4.5 stars.
I keep fluctuating between a score of either 4-or-5, because this is a tough cookie to rank accurately.
Children of the Night presents an interesting take on vampires (and to be honest it is one worthy of its own mythos). It also features an excellent introduction by Simmons himself, in which he recounts a visit to post-Ceauşescu Romania in search of the real Dracula (Vlad Tepes). During this same visit he comes to understand the true plight facing the Romanian people - and none are imperiled more so than the thousands of sickly and unwanted orphans filling untold numbers of hospital wards and orphanages.
It is the brutality of this life which Dan Simmons so expertly places onto the pages as he paints his story of a mother's fight to recover her stolen child.
Kate Neuman is a thirty-something immunologist working the grim halls of Bucharest's District One Hospital, and it is fair to say the grind is bringing her down. Kate 'cares' about every patient she encounters, but the corrupt and unsympathetic still hold sway in Romania, and the supplying of adequate medical resources is considered secondary to the needs of the Baroni and their immediate puppets.
Kate's work brings her into contact with a sickly infant, and by chance it is discovered that blood transfusions (even when given the wrong blood) reverse the child's crippling illness - at least in the short term.
Circumstances lead to Kate adopting the child, and then returning home to the United States with her 'new' son. At the CDC center in Boulder Colorado, it is discovered that baby Joshua has a mutant growth on the wall of his stomach, and it is this strange tumor that enables him to digest and flourish on blood. Further investigation shows that Joshua has a recessive gene illness, and it seems likely this flawed gene may be a familial trait. Joshua is not one of a kind.

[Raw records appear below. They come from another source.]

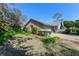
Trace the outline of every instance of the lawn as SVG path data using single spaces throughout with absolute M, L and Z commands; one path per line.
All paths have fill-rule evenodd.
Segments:
M 19 56 L 78 56 L 79 42 L 71 40 L 59 40 L 55 44 L 44 44 L 38 35 L 16 34 L 15 40 L 5 43 L 0 55 L 19 55 Z M 5 48 L 5 49 L 4 49 Z

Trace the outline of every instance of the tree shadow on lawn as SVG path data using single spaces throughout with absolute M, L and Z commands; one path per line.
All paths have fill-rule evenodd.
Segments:
M 62 53 L 63 56 L 79 56 L 79 51 L 63 45 L 60 45 L 60 46 L 64 48 L 60 51 L 60 53 Z
M 31 47 L 21 47 L 21 49 L 13 48 L 12 46 L 6 47 L 6 56 L 31 56 L 32 54 L 26 54 L 28 50 L 25 49 L 31 48 Z

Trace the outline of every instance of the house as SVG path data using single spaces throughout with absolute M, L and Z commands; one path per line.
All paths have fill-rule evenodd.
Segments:
M 37 27 L 39 28 L 39 34 L 51 34 L 53 32 L 56 32 L 57 30 L 60 29 L 61 24 L 60 23 L 43 23 L 34 19 L 30 19 L 26 24 L 26 27 L 29 28 L 29 30 L 31 31 L 33 27 Z

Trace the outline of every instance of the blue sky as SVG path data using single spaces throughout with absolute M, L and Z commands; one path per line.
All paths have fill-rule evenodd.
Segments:
M 27 16 L 42 22 L 52 22 L 53 15 L 57 12 L 63 15 L 65 20 L 79 19 L 79 4 L 68 3 L 17 3 L 15 7 Z

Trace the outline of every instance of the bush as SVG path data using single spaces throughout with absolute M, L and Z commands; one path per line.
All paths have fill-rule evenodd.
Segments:
M 50 44 L 50 43 L 55 43 L 59 40 L 60 38 L 58 36 L 54 36 L 54 37 L 44 37 L 42 39 L 42 41 L 46 44 Z
M 76 30 L 77 34 L 79 35 L 79 28 Z
M 38 34 L 38 28 L 37 27 L 33 27 L 32 28 L 32 33 L 33 34 Z
M 3 43 L 5 41 L 8 41 L 13 38 L 13 35 L 15 34 L 15 31 L 11 27 L 7 27 L 6 32 L 3 32 L 0 34 L 0 43 Z
M 64 33 L 65 33 L 65 34 L 70 34 L 70 31 L 71 31 L 71 30 L 70 30 L 69 28 L 67 28 L 67 29 L 64 31 Z

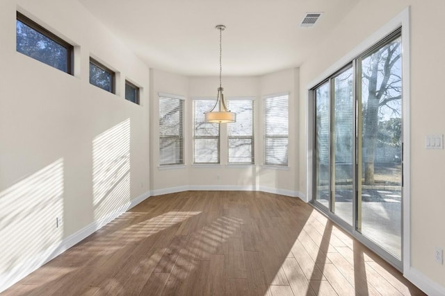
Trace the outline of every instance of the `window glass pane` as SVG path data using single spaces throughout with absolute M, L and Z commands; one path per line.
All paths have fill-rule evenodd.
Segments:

Shortly after learning the bizarre nature of her son's illness, Kate is attacked and Joshua stolen away from her. And so, aided by some old friends (including Mike O'Rourke from Simmons' earlier Summer of Night) the hunt begins for her child's abductors. It is a journey that will pull Kate halfway across the world, leading her through ancient towns and cities towards a confrontation with a figure marked by history, a man who should not, cannot still be alive. A man who was once feared, but equally revered by his people. Even though they knew him to be strigio.
Dan Simmons is very literate, and so this is always a smooth read. The opening 2/3rds of the book is excellent, although anyone with an adversity to being bombarded with scientific facts may disagree. But the science didn't bother me. Neither did the overly descriptive prose identifying various routes through, and settlements of the beaten down Romania.
I can forgive such minor blips, because the book is interspersed with chapters titled Dreams of Blood And Iron, and these first person narratives are beautifully written accounts of historical violence. Well done, Mr. Simmons.
Unfortunately, one area in which the book does fall down is that D.S. paints the protagonists into such a tight spot that things have to get a little ridiculous. Yes, I know, militarized gangs of fangsters ruling over Eastern Europe is ridiculous - but there is ridiculous, and then there's ridiculous, ok?
Seriously, dis' bitch Neuman, she's more kick-ass than Bourne, Bond, and Bauer combined, stoked on amphetamines and tooled to the nines.
Even allowing for the slightly hooky ending, Children of the Night is a very good read about vampires. While presenting us with a genuinely fascinating scientific explanation for such creatures, it leaves more than enough meat on the bones to satisfy fang fans.
With tension filled scenes, and characters who are both flawed and believable, I'd say it is definitely worth picking up a copy of this novel.